The world became a measurably more dangerous place last week with the United States murder of Iranian Major General Qassem Saleimani and at least eight other prominent individuals including the SMU leader Abu Mahdi al-Muhardis.
Since the murder an increasing number of facts have emerged that cast particular insight into the conduct of the United States political leadership. These revelations will have a significant impact on the way in which the United States is viewed, not only in the Middle
East, but throughout the wider world.
The first fact to emerge in the aftermath of Saleimani’s killing was that he was on a diplomatic mission (in fact travelling on a diplomatic passport) with the knowledge and presumed approval of the United States.

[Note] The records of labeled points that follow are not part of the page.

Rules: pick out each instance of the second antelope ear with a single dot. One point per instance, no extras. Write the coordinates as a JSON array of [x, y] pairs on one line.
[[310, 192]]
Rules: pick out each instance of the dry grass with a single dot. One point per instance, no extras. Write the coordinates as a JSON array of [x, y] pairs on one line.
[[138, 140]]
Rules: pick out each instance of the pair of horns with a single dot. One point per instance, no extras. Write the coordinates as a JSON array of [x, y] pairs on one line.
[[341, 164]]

Saleimani was carrying documents that represented what might be termed tentative peace overtures from the Saudi Arabian government to the government of Iran. This of itself was a startling fact. Suspicion, distrust and animosity between Saudi Arabia and Iran has its origins
in the often bitter conflict between the two major sectors of the Islamic faith, Sunni and Shia, of which Saudi Arabia and Iran were respectively two of the principal antagonists.

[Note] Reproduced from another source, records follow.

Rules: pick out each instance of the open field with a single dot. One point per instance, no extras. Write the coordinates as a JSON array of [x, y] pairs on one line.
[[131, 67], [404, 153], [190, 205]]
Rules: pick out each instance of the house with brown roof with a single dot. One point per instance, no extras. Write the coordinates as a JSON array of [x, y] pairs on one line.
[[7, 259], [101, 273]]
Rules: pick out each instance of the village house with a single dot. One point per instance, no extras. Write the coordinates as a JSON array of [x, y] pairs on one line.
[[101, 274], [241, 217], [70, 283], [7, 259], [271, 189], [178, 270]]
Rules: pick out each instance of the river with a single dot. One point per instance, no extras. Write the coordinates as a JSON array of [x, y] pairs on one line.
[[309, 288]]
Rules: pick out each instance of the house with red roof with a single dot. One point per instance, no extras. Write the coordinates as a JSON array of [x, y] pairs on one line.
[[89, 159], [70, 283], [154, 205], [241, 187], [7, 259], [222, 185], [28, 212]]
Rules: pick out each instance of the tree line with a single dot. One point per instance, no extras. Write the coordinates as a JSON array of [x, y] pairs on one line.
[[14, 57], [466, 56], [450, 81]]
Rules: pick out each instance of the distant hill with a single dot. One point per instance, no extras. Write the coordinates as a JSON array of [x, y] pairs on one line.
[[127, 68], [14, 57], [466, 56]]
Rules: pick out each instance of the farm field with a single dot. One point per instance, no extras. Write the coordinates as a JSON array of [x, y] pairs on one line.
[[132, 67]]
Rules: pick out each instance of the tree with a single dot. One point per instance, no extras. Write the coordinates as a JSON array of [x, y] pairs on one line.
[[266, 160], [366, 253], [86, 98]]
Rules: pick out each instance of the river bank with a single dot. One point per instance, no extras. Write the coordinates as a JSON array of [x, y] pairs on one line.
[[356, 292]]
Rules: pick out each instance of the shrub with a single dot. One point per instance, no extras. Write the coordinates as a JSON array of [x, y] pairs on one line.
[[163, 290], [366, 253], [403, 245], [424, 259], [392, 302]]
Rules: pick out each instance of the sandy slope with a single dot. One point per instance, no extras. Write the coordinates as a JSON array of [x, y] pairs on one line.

Saudi Arabia has also been the principal Arab supporter of the United States, and has spent hundreds of billions of dollars on US military equipment. The disastrous Saudi attack on Yemen suggests that the money was not well spent. Despite boastful claims by Trump about
the alleged superiority of United States weaponry, a myth exploded in President Putin’s address to the Russian Parliament in March 2018, the Saudis have been singularly unsuccessful in overcoming the desperately poor Yemeni people and their successful resistance despite being heavily outgunned.

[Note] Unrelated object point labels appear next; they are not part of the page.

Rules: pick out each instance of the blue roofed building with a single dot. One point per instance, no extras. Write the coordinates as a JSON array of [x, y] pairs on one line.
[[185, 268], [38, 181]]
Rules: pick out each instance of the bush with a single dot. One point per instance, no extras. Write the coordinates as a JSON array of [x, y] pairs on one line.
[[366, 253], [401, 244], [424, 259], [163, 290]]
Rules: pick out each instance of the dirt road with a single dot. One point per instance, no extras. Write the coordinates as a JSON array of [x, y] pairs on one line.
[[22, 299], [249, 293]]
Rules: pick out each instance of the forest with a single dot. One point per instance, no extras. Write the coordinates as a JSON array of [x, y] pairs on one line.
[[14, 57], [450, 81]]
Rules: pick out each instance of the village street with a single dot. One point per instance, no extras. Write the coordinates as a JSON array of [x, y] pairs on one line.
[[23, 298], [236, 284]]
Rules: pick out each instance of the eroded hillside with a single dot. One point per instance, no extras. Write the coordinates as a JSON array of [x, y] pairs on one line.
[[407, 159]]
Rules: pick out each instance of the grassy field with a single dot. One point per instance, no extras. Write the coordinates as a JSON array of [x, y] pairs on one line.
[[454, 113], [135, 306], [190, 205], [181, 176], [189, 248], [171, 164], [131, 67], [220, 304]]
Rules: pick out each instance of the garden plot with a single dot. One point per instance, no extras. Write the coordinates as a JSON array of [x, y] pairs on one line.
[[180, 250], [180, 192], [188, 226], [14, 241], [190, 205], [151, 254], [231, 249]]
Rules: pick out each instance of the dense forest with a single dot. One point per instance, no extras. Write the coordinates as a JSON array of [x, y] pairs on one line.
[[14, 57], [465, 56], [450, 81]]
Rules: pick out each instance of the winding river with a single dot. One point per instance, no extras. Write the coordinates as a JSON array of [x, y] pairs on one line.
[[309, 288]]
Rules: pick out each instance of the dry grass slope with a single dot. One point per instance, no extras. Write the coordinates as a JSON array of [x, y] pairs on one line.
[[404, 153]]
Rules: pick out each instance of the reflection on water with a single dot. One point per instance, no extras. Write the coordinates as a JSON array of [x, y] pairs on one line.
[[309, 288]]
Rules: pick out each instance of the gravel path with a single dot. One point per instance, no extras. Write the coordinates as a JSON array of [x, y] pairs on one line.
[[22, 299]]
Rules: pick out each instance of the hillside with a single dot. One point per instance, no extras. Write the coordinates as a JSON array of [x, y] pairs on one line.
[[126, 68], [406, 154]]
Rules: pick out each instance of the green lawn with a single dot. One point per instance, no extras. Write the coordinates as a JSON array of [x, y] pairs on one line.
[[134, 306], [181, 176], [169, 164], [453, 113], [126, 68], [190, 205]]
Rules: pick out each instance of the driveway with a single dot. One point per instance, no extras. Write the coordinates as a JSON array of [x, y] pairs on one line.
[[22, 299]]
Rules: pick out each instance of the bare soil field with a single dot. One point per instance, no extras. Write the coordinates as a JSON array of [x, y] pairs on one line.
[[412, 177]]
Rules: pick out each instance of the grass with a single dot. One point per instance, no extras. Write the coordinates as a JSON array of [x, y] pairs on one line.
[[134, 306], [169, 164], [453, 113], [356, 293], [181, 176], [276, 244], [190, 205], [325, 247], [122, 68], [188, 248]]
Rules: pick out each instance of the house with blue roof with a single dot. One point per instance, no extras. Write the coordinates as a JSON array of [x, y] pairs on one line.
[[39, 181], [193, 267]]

One possible reason for the Saudis apparent change of attitude toward Iran is that they have been conned, at massive expense, by United States claims of military supremacy.
It is also highly likely that the Saudis have finally come to accept that the Americans do not have the least interest in Saudi Arabia per se. The sole United States motivation is to retain control of the oil fields.
Further proof of this has been United States conduct in both Syria and Iraq. There is absolutely no foundation in international law for the United States military presence (and that of its tame acolyte Australia) or the British and French presence in Syria.